From: Scott Morris (swm@emanon.com)
Date: Sun Jan 08 2006 - 12:02:40 GMT-3
The general rule is that as long as you don't violate some other rule (like
don't run multicast on your frame-relay network, etc.), then
overconfiguration is ok. Watch for words "do not", "only" and things like
that which may help you answer your question. It's all about reading the
exam thoroughly and slowly to not miss anything.
Otherwise, overconfiguration isn't counted off.
-----Original Message-----
From: nobody@groupstudy.com [mailto:nobody@groupstudy.com] On Behalf Of
CCIEin2006
Sent: Sunday, January 08, 2006 9:28 AM
To: Cisco certification
Subject: Would you lose points for doing this?

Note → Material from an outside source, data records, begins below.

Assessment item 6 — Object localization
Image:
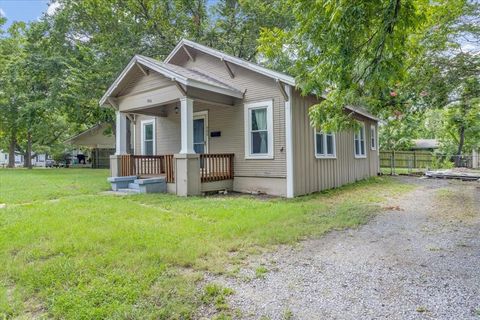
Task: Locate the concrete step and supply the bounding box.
[117,188,140,193]
[128,182,140,190]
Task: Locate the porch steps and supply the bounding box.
[109,176,167,193]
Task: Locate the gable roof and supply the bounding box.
[100,39,380,121]
[99,55,243,106]
[164,39,380,121]
[164,39,295,86]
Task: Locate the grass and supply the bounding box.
[380,167,427,175]
[0,169,412,319]
[0,169,109,204]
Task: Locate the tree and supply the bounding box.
[202,0,293,64]
[260,0,466,131]
[0,23,27,168]
[441,78,480,159]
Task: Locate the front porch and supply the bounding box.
[100,53,285,196]
[111,153,235,195]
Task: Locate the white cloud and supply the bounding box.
[47,1,60,16]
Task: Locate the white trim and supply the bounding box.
[370,124,377,150]
[180,97,195,154]
[115,111,127,155]
[193,110,210,153]
[99,55,243,109]
[132,119,137,154]
[353,121,367,159]
[140,118,157,155]
[285,85,295,198]
[164,39,295,86]
[243,100,274,159]
[313,128,337,159]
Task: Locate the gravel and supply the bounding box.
[213,178,480,320]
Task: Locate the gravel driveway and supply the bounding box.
[215,178,480,320]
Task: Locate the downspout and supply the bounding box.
[285,85,295,198]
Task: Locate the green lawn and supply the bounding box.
[0,169,412,319]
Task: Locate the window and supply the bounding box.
[353,122,366,158]
[315,130,336,158]
[370,124,377,150]
[142,120,155,155]
[245,100,273,159]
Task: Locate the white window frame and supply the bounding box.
[370,124,377,150]
[244,100,274,159]
[193,110,210,153]
[140,119,157,155]
[313,129,337,159]
[353,122,367,159]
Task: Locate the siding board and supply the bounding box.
[292,91,379,195]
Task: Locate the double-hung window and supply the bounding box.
[315,130,336,158]
[353,122,367,158]
[370,124,377,150]
[142,120,155,155]
[245,100,273,159]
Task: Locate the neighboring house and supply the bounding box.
[0,150,52,167]
[410,139,440,151]
[100,40,379,197]
[66,123,115,168]
[0,150,24,167]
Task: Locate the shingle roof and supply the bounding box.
[138,55,242,93]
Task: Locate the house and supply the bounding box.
[0,150,52,167]
[100,40,379,197]
[65,123,115,168]
[0,150,24,167]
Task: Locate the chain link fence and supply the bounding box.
[380,151,480,174]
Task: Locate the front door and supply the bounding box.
[193,111,208,153]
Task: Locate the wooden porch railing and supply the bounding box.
[121,154,175,183]
[200,153,235,182]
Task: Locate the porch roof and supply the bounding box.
[100,55,243,106]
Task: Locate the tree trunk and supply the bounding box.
[8,137,17,168]
[455,125,465,167]
[24,130,32,169]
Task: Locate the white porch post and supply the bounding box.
[115,111,127,155]
[174,97,201,196]
[180,97,195,154]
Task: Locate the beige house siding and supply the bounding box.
[292,92,379,196]
[117,48,379,196]
[172,52,286,178]
[135,101,286,196]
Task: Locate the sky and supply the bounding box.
[0,0,50,29]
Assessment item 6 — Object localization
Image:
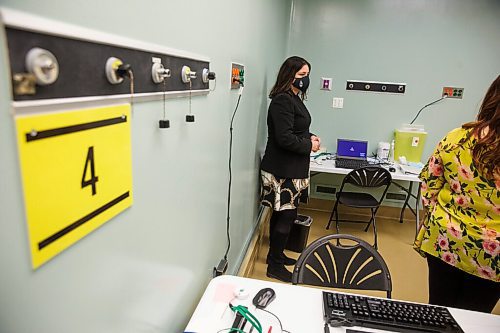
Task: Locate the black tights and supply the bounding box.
[269,209,297,265]
[427,255,500,312]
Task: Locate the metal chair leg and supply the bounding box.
[335,207,340,234]
[326,200,339,230]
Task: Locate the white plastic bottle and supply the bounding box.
[389,140,394,162]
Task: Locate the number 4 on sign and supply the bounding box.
[82,146,99,195]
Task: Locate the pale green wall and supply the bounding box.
[0,0,290,333]
[287,0,500,197]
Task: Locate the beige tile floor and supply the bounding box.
[244,201,500,314]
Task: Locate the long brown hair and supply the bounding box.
[462,75,500,178]
[269,56,311,100]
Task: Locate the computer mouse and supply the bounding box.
[252,288,276,309]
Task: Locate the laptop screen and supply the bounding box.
[337,139,368,159]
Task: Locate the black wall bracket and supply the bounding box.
[1,8,210,108]
[345,80,406,94]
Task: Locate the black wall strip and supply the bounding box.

Do you lose points on the CCIE lab for configuring things not specifically
asked for (but not specifically prohibited) on the lab?
Example 1:
Lets say the task requirement states to advertise a few specific networks
via EIGRP.
But there is one network that is not being advertised by any routing
protocol so you go ahead and advertise it via EIGRP in order to allow full
connectivity. Is that considered wrong?
Example 2:
The task requirement states to enable PIM on the following interfaces:
R1 e0/0
R1 s0/0
The task does not specifically state configure PIM on ONLY these interfaces,
nor does it state to not configure PIM on any other interfaces.
Lets say for whatever reason you enable PIM on R1 s0/1 in order to make the
multicast work. Would you lose points for this?
Basically I am wondering if there is an implicit "deny any" or an implicit
"don't do anything else" at the end of each task?